Fascinating early map of North America, issued immediately after the Louisiana Purchase in early 1803.
The most immediately noticable feature is the depiction of Louisiana as a massive political subdivision of the United States.
The western United States is largely blank, with the map pre-dating the major cartographic additions of the early 19th Century, including Humboldt's single cordillera (the Rocky Mountains), Lake Timpanagos and Lake Teguayo (the mythical Salt Lake), and the mythical rivers of the 1820s and 1830s. Interestingly, Teguayo appears as a place name in what would be the Arizona desert.
In the northwest, the supposed course of the Columbia River is perhaps the most interesting feature, depicted as turning due north and extending well into what would become British Columbia, likely confusing the course of the Frazier River. The coast of Alaska is known on a very limited basis. The Northwest Passage is clearly in evidence, with a wide Mer Selon Arrowsmith (Sea According to Arrowsmith) depicted.

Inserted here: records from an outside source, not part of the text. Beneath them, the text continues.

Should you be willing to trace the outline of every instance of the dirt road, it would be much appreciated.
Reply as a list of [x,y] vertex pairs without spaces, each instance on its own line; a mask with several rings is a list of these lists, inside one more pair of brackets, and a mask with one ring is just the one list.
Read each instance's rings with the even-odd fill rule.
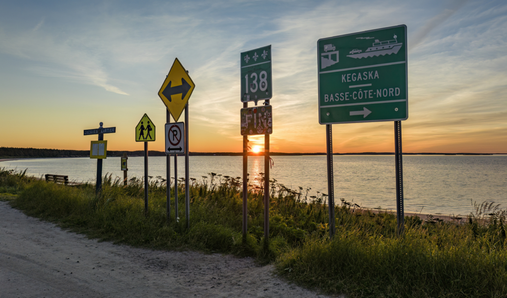
[[324,297],[270,266],[97,242],[0,202],[0,297]]

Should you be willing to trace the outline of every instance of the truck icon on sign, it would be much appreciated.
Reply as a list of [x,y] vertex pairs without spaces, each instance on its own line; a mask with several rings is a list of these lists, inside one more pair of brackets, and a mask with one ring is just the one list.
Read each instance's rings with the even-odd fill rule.
[[333,45],[324,45],[324,52],[334,51],[335,50],[336,50],[336,47],[335,47]]

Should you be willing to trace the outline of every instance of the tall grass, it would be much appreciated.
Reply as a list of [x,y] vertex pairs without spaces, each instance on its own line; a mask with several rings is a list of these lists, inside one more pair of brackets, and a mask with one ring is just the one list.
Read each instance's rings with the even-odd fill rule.
[[[239,178],[209,173],[191,182],[191,228],[184,207],[175,220],[174,181],[170,222],[166,220],[166,181],[150,181],[145,216],[142,180],[123,187],[107,176],[94,186],[68,187],[0,169],[0,193],[18,194],[11,204],[29,215],[58,223],[90,237],[159,249],[192,249],[255,257],[274,262],[278,273],[307,286],[349,296],[505,297],[507,296],[506,213],[492,203],[475,204],[461,224],[406,217],[396,219],[341,200],[337,230],[330,239],[326,195],[290,189],[270,182],[270,241],[264,236],[264,177],[249,186],[248,237],[241,234]],[[183,181],[178,202],[184,206]]]

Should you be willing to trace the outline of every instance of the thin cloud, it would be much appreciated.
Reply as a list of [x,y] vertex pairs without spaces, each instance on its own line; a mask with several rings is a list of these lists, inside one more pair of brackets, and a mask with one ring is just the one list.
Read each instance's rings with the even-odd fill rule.
[[33,32],[37,31],[38,30],[39,30],[39,28],[41,28],[41,26],[42,26],[42,25],[44,23],[44,18],[43,18],[42,20],[41,20],[41,21],[39,22],[39,24],[38,24],[37,25],[35,26],[34,28],[33,28],[33,30],[32,31],[33,31]]
[[409,51],[411,51],[413,49],[417,47],[417,45],[422,42],[430,32],[434,29],[441,25],[444,22],[451,17],[454,13],[458,11],[459,9],[463,7],[466,3],[466,0],[456,0],[452,3],[453,7],[451,9],[446,9],[442,13],[433,17],[426,22],[419,30],[416,32],[414,36],[410,38],[410,42],[409,44]]

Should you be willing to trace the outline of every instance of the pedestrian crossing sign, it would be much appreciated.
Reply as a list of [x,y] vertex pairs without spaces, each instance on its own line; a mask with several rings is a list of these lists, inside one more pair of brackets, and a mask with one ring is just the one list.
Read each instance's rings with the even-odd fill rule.
[[144,115],[135,127],[136,142],[153,142],[155,140],[155,125],[148,117]]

The limited knowledge of the course of the Colorado and Gila Rivers is quite interesting, with a mountain range traversing Southern California in an east west arc blocking the path of the Colorado River. There is no sign of the Sierra Nevada mountains or the Coastal Range in California.
Nice detail along the NW Coast of America. Massive Louisiana Territory, but a decidedly pro-English treatment of what would become Oregon Territory.